I wish NVIDIA would update their drivers to support OpenCL 1.1. Oh wait, that's not going to happen because they are trying to push CUDA instead...

Re:Might be important, but probably not... (1)

godrik (1287354) | about a year ago | (#43207867)

Intel Xeon Phi relies on avx (version 1 I believe) and using avx gets you good improvement compared to not using avx for both sequential and parallel codes. Of course, course sequential code on Xeon Phi is typically slower than a regular sandy bridge processor.

Many applications can use 16 float operations simultaneously. Certainly many video codecs and physics engine.

GPUs can be good for many computations but tehre are many case where they are not so good. Most pointer chasing type of application tend not to be so GPU-friendly. If you need to go back and forth between CPU and GPU, then you pay some latency. GPUs suffer from programming abstraction problems (no CUDA on AMD, OpenCL is suboptimal on NVIDIA, openacc is only good for simple tasks).

Larger SIMD lanes on the CPU side will certainly be a good thing for performance.

Re:Might be important, but probably not... (1)

godrik (1287354) | about a year ago | (#43207981)

replying to self. Xeon Phi uses larger lanes than AVX. It is 512 bits in Xeon Phi and 256 in AVX, I got the names mixed up.

Re:Might be important, but probably not... (2)

Bengie (1121981) | about a year ago | (#43208015)

http://software.intel.com/en-us/articles/intel-xeon-phi-coprocessor-codename-knights-corner [intel.com]

An important component of the Intel Xeon Phi coprocessor’s core is its vector processing unit (VPU), shown in Figure 5. The VPU features a novel 512-bit SIMD instruction set, officially known as Intel® Initial Many Core Instructions (Intel® IMCI). Thus, the VPU can execute 16 single-precision (SP) or 8 double-precision (DP) operations per cycle. The VPU also supports Fused Multiply-Add (FMA) instructions and hence can execute 32 SP or 16 DP floating point operations per cycle. It also provides support for integers.

Re:Might be important, but probably not... (1)

godrik (1287354) | about a year ago | (#43208141)

My bad, I realize later that AVX was the new instruction set for sandy bridge and not for xeon phi. AVX (version whatever) and IMCI instructions are quite similar (gather/scatter, Fused Multiply Add, swizzling/permute).
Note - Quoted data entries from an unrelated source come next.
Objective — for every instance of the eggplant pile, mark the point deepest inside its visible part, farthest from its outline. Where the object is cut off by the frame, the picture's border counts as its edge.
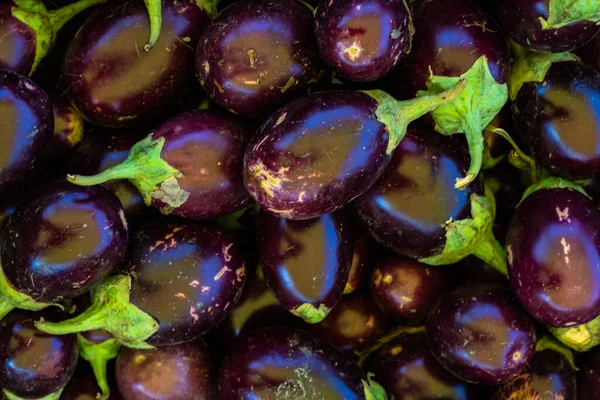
(300, 199)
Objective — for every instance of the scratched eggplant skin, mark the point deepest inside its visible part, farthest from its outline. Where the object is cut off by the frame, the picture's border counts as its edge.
(188, 275)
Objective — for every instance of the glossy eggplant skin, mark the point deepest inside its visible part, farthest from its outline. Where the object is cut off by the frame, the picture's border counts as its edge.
(180, 372)
(63, 240)
(26, 131)
(559, 120)
(480, 334)
(316, 154)
(34, 364)
(363, 40)
(280, 362)
(306, 261)
(520, 19)
(258, 55)
(186, 274)
(553, 246)
(112, 80)
(407, 208)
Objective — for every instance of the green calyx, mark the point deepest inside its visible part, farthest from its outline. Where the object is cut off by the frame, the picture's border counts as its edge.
(532, 66)
(565, 12)
(396, 115)
(470, 112)
(147, 171)
(473, 236)
(112, 312)
(98, 355)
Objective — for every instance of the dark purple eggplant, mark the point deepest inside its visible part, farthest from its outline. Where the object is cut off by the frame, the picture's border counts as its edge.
(405, 289)
(112, 80)
(553, 246)
(319, 152)
(480, 334)
(549, 25)
(180, 372)
(26, 131)
(186, 276)
(190, 166)
(257, 55)
(58, 244)
(33, 364)
(363, 40)
(282, 363)
(306, 263)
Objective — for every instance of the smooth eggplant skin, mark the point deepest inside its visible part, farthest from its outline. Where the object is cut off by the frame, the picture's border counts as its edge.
(559, 120)
(289, 364)
(480, 334)
(180, 372)
(258, 55)
(520, 19)
(553, 246)
(405, 289)
(109, 76)
(306, 262)
(27, 128)
(186, 274)
(34, 364)
(63, 240)
(363, 40)
(407, 208)
(316, 154)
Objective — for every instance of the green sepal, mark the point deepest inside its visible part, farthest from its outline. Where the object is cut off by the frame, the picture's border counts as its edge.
(473, 236)
(532, 66)
(565, 12)
(112, 312)
(147, 171)
(98, 355)
(470, 112)
(396, 115)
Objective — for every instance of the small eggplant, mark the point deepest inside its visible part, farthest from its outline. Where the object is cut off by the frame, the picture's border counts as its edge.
(58, 244)
(180, 372)
(318, 153)
(480, 334)
(306, 263)
(282, 363)
(363, 40)
(189, 166)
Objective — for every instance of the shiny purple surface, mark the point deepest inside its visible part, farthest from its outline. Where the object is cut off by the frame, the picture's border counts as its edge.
(553, 247)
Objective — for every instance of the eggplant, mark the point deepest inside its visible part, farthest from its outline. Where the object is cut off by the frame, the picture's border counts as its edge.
(319, 152)
(479, 333)
(283, 363)
(306, 263)
(363, 40)
(189, 166)
(180, 372)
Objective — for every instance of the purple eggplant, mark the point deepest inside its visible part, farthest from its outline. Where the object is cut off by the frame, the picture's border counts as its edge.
(58, 244)
(112, 80)
(26, 131)
(480, 334)
(553, 246)
(186, 276)
(257, 55)
(306, 263)
(548, 25)
(363, 40)
(283, 363)
(190, 166)
(180, 372)
(34, 364)
(318, 153)
(405, 289)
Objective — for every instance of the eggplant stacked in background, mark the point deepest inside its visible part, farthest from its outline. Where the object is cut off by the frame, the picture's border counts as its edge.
(268, 199)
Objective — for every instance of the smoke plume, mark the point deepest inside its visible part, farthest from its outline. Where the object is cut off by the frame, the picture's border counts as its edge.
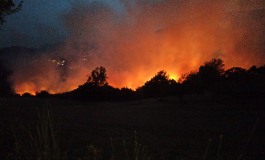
(140, 38)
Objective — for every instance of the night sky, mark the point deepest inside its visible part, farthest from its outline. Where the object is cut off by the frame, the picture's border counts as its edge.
(132, 39)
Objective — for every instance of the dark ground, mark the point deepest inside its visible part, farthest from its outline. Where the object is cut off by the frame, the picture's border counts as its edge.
(170, 129)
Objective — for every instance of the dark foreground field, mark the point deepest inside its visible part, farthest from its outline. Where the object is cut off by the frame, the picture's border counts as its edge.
(169, 129)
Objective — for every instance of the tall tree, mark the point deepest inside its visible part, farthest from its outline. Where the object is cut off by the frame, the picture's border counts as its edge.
(98, 77)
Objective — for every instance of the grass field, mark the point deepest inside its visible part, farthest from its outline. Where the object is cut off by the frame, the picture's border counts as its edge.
(168, 128)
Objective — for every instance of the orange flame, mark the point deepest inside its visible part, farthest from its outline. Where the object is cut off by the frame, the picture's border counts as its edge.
(175, 36)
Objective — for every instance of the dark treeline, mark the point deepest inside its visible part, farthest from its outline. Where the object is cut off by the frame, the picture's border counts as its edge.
(211, 78)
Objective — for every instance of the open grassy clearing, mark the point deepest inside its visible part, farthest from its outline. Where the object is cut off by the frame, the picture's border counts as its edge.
(170, 129)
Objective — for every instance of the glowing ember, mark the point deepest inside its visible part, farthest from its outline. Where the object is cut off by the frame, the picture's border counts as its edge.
(175, 36)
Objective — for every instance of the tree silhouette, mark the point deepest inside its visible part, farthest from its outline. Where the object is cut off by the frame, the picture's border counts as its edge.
(159, 86)
(5, 85)
(98, 77)
(8, 7)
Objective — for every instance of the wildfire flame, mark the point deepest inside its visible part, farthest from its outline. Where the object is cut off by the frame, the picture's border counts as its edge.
(175, 36)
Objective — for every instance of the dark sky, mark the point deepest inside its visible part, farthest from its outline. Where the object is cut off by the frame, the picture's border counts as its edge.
(133, 39)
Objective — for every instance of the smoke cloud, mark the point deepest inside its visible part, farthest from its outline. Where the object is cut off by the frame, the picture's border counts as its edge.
(140, 38)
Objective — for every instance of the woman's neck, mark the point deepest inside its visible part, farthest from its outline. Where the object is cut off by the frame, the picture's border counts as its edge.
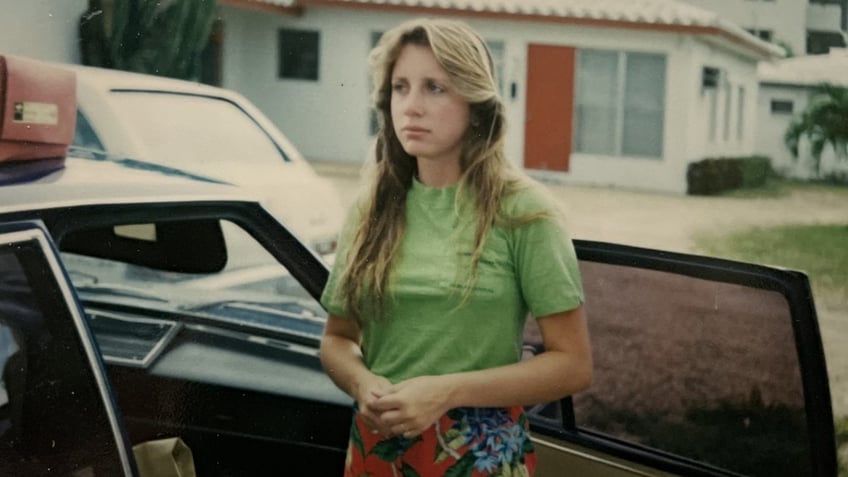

Their main different is the SIMD width.

My overall point remains valid. Doing floating point arithmetic by packs of 256 bits is overall useful.

Re:Might be important, but probably not... (1)

Bengie (1121981) | about a year ago | (#43207999)

Not all multi-threaded code is large matrix friendly and GPUs need large matrix math to become useful.

Re:Might be important, but probably not... (1)

pclminion (145572) | about a year ago | (#43209403)

Yeah, pretty much. Basically, they just doubled the width of the vector execution units. Obviously, that will double the FLOPS for vectorized code. In other news, 8 cores can do twice the work of 4 cores, if your code is multithreaded properly.

Awesome! (0)

Anonymous Coward | about a year ago | (#43207497)

I'm gonna buy some i5 "watchacally" chips soon and I'll wait for the price to come down.

With tech, unless you need it NOW, wait because the price will always come down.

And I win again!

Nearing complete integration (1)

bstrobl (1805978) | about a year ago | (#43207501)

The thing that interests me most about this generation is the progress towards a single chip solution. Ultrabooks and tablets can get a multi chip package with the PCH (last remnant of the old chipset) soldered along the CPU/GPU die. Shouldn't take long till everything is fabbed onto one piece of silicon, reducing power requirements and gadget size.

wtf? fma3? (1, Offtopic)

convolvatron (176505) | about a year ago | (#43207595)

could someone tell me how many separate instruction sets, pipelines and register files I
get in a mainline CPU these days? i turned away for a second and completely lost track.

what happens with the 10 that you aren't using? just sitting there reducing the yield?

Re:wtf? fma3? (0)

Anonymous Coward | about a year ago | (#43207765)

agree. those idiots at intel have no clue what they're doing.

Re:wtf? fma3? (0)

Anonymous Coward | about a year ago | (#43209215)

With respect to vector extensions, no they don't--the extensions and improvements have been totally half-assed at every step. To say nothing of yields, it is a total PITA as a developer having to check individually for 107 different features which all should have been standard a decade ago.

It is a total joke that it has taken this long to get FMA support, and they still don't have a proper vector permute instruction.

128 bit floats: when? (1)

rmstar (114746) | about a year ago | (#43207633)

While speed for single and double floats is all well and good, I wonder - when will there finally be hardware support for 128 bit (quadruple precission) floats? [wikipedia.org]

Re:128 bit floats: when? (1)

godrik (1287354) | about a year ago | (#43207753)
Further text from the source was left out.